At the other extreme are storms moving up from the Southern Plains, both in terms of forecasting difficulty and potential impact to the region.

Southern Plains storms develop over eastern Colorado or New Mexico, and are most common in late fall/early winter or late winter/early spring (Lydolph; Moran). These storms drop south into the Texas and Oklahoma Panhandle region, are picked up by the jet stream, and directed toward the Upper Midwest and Ohio Valley (Craven; Moran). As Lydolph notes, the relative warmth of the Great Lakes in winter also aids in guiding these cyclonic storms north toward the Upper Midwest and then east down the chain of lakes. In addition, since these lows develop so close to the Gulf of Mexico, they entrain copious amounts of Gulf moisture and transport this moisture north with them (Lydolph; Robinson).
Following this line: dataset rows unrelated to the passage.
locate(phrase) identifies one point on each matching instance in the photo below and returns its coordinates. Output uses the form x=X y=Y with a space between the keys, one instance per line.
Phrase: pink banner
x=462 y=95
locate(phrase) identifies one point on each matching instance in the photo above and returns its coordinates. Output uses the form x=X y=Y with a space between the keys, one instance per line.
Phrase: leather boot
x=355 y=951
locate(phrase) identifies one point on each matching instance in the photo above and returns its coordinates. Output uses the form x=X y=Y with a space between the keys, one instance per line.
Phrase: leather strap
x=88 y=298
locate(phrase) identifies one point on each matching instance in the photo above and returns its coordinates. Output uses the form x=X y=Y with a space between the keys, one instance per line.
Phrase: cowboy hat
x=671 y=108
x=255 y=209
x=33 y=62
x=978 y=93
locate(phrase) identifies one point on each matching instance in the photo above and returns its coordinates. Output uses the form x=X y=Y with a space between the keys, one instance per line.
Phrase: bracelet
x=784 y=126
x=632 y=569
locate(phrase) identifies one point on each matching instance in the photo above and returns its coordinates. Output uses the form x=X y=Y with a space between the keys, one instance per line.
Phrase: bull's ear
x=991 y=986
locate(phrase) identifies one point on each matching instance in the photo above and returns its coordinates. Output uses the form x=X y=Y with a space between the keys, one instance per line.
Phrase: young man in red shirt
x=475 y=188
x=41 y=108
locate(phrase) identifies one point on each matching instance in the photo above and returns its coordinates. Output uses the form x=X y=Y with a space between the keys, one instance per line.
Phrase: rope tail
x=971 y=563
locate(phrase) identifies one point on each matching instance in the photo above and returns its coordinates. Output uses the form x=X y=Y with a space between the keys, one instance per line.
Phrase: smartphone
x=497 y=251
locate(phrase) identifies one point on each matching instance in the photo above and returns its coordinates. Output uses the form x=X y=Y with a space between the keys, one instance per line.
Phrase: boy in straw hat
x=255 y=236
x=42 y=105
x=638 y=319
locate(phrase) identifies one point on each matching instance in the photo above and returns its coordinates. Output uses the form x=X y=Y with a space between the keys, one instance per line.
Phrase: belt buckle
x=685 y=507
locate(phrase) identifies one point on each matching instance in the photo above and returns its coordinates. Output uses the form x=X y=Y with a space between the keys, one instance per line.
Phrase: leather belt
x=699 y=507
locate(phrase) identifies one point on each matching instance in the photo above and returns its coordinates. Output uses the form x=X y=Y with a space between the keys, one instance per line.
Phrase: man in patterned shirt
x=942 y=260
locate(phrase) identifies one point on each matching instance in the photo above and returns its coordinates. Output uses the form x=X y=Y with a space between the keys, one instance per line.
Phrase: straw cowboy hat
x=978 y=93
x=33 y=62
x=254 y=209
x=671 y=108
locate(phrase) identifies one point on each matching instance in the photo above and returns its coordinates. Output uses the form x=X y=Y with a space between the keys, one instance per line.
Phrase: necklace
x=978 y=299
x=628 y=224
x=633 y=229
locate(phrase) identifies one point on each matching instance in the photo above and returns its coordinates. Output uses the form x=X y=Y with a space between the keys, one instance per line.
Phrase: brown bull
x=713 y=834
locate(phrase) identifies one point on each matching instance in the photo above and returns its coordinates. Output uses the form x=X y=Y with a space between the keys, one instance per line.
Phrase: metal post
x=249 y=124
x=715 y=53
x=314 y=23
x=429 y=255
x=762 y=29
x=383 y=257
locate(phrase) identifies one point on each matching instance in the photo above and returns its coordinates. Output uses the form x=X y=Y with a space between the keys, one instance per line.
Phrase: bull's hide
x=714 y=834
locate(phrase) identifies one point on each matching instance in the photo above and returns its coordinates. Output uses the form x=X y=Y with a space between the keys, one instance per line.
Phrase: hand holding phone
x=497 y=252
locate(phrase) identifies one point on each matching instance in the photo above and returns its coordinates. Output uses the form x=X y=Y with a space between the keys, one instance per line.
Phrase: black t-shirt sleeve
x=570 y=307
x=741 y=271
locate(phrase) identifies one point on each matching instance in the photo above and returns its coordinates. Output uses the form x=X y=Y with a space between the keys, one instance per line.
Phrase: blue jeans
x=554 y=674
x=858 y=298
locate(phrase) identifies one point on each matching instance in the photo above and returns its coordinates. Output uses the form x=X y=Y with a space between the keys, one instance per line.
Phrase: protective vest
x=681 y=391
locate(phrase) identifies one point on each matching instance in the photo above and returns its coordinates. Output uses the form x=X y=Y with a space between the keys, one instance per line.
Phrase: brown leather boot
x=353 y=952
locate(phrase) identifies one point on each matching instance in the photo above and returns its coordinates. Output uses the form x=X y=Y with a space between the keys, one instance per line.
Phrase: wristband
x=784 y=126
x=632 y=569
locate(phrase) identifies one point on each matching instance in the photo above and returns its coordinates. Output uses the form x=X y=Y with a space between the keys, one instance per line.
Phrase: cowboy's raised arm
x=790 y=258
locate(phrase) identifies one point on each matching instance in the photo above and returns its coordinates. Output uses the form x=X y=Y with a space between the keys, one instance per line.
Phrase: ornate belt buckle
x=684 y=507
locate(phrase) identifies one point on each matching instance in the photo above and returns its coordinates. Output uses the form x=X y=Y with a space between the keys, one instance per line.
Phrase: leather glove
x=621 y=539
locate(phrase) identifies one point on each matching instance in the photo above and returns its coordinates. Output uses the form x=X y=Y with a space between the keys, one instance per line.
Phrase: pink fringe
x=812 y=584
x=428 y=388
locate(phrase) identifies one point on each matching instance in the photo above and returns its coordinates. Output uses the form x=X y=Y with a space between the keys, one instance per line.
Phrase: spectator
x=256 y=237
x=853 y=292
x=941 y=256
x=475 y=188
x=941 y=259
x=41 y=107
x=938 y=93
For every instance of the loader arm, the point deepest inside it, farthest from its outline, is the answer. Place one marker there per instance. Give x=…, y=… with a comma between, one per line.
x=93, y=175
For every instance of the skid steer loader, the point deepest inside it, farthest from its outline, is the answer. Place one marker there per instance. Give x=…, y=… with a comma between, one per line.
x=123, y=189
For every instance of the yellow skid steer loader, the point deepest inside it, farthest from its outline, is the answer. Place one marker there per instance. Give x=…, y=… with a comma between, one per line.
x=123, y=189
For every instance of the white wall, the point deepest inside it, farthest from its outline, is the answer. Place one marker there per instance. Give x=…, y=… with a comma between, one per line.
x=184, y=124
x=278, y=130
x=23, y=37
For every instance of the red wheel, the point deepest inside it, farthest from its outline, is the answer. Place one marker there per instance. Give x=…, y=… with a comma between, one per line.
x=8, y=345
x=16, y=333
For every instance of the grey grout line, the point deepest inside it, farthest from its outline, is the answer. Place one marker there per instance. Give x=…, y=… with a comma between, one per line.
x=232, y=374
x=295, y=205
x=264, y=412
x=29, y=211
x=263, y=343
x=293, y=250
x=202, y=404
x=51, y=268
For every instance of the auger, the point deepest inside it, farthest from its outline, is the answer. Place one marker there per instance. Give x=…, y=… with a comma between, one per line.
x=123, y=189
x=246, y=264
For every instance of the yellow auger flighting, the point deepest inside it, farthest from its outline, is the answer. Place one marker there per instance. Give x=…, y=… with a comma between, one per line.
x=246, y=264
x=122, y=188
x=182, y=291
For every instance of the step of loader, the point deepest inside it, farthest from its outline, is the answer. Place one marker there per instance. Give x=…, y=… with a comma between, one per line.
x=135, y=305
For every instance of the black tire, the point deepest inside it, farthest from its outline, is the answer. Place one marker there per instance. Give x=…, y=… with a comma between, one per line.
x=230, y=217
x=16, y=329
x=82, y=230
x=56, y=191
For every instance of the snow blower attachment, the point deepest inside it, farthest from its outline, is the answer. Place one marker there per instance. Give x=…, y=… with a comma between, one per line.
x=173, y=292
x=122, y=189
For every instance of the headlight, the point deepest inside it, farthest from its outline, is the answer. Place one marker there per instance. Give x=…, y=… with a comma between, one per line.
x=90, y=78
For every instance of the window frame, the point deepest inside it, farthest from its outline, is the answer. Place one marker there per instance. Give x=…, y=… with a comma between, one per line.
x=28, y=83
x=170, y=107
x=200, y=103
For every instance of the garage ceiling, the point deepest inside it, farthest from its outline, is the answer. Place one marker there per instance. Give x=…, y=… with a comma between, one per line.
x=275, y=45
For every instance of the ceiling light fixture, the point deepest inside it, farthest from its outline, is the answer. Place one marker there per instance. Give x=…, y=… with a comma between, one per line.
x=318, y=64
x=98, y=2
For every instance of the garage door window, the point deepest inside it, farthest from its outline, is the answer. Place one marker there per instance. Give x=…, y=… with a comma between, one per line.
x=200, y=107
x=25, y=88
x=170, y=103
Probably the biggest challenge in accurately forecasting Southern Plains storms is figuring out the exact storm track, which, in turn, has the biggest impact on resulting snowfall totals. Also, since these storms move more slowly than Clipper-type systems, they can drop heavy snow for a longer time. As a result, the impacts of these systems generally are felt over a larger area for a longer time (NWS La Crosse).

As these systems move into the Upper Midwest, warm air and precipitation wrap cyclonically into the cold sector behind the low. Precipitation type changes from rain to all snow or a mix of snow, sleet and/or freezing rain (NWS La Crosse). If the low tracks closer to Southwestern Wisconsin, the band of heaviest snow often sets up just north and west of the region, closer to the Twin Cities. If the low tracks farther south, Southwestern Wisconsin often is in the bulls-eye of the heaviest snow band (NWS La Crosse).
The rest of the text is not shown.